23. de Claude VIGÉE, Brandeis University (U.S.A.), à André Neher

Claude Vigée a initié une correspondance avec André Neher en 1955, marquant le début d’une amitié qui ira s’amplifiant. L’échange de leurs livres entre André Neher et Claude Vigée est un élément important de leurs rencontres intellectuelles, en dehors des conférences et des colloques auxquels tous deux participent. Ils se verront beaucoup plus souvent lorsque André Neher s’installera à Jérusalem, où Claude Vigée réside une grande partie de l’année. Comment mieux remercier André Neher de son Moïse et la vocation juive qu’en lui envoyant un poème ?


le 16 février 1957


Comment vous remercier, mon cher ami, pour ce livre admirable qu’à peine lu j’ai fait immédiatement circuler parmi tous mes amis de Brandeis, que mes étudiants se passent, et qui est en ce moment sur la table de Pierre Emmanuel, "professeur visiteur" du semestre en littérature comparée ? J’aimerais vous entretenir surtout de son premier chapitre et de sa conclusion, des liens si justes que vous établissez entre l’angoisse des intellectuels juifs déracinés du XXe siècle et l’absence de l’Être incarné dans la Loi.

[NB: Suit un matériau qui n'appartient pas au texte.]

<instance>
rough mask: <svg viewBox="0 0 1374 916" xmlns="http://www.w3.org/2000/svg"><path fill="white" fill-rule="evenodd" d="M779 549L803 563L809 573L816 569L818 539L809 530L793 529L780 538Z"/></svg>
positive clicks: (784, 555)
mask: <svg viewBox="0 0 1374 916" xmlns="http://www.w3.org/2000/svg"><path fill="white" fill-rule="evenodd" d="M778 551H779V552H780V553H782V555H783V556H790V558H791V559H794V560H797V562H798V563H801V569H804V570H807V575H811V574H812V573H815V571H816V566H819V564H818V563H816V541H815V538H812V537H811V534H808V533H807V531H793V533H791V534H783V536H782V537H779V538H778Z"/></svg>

Vous dites la vérité du retour, la joie de la rosée, après les chemins du désert :

Le rubis de l’été
flambe dans la rosée :
sur nous la majesté
du monde s’est posée.

Comme l’espace enferme
et divulgue le jour,
dans la Parole germe
la gloire du retour.

Haute présence
o clarté sainte,
o verbe enfin concilié

Double silence
et simple étreinte,
o monde enfin sanctifié.


Il est temps, non seulement, que nous apprenions à penser la vérité du retour, mais à la vivre comme Moïse l’a connue, et comme son enseignement nous la transmet, balayant les théologies négatives qui nous entourent, répudiant surtout notre propre défaillance à affronter la Présence Réelle. Merci, cher ami, de nous donner cette nourriture qui nous fait renaître à nous-mêmes et nous fortifie tout en nous ravissant : car votre livre est très beau, l’écriture en lui est à la mesure de son exigence sacrée. Oui, je le sens, peu à peu nous reprenons pied sur la terre ferme – est-il un autre sens à la Terre Promise ? – et c’est à des guides comme vous que nous le devrons : vous êtes bien dans la lignée de celui que votre livre fait revivre, il y a entre vous des accointances, des relations intimes sans lesquelles votre intelligence du personnage demeurerait inexplicable. Vous vous souvenez de votre parenté ; la honte des autres Juifs, c’est qu’ils aient besoin de quelqu’un, et de quelques catastrophes, pour la leur rappeler. Mais telle est justement votre vocation : vous réveillez, comme un acolyte bienveillant de l’histoire. Redoutable complicité…


Croyez, mon cher Neher, à mon amitié reconnaissante.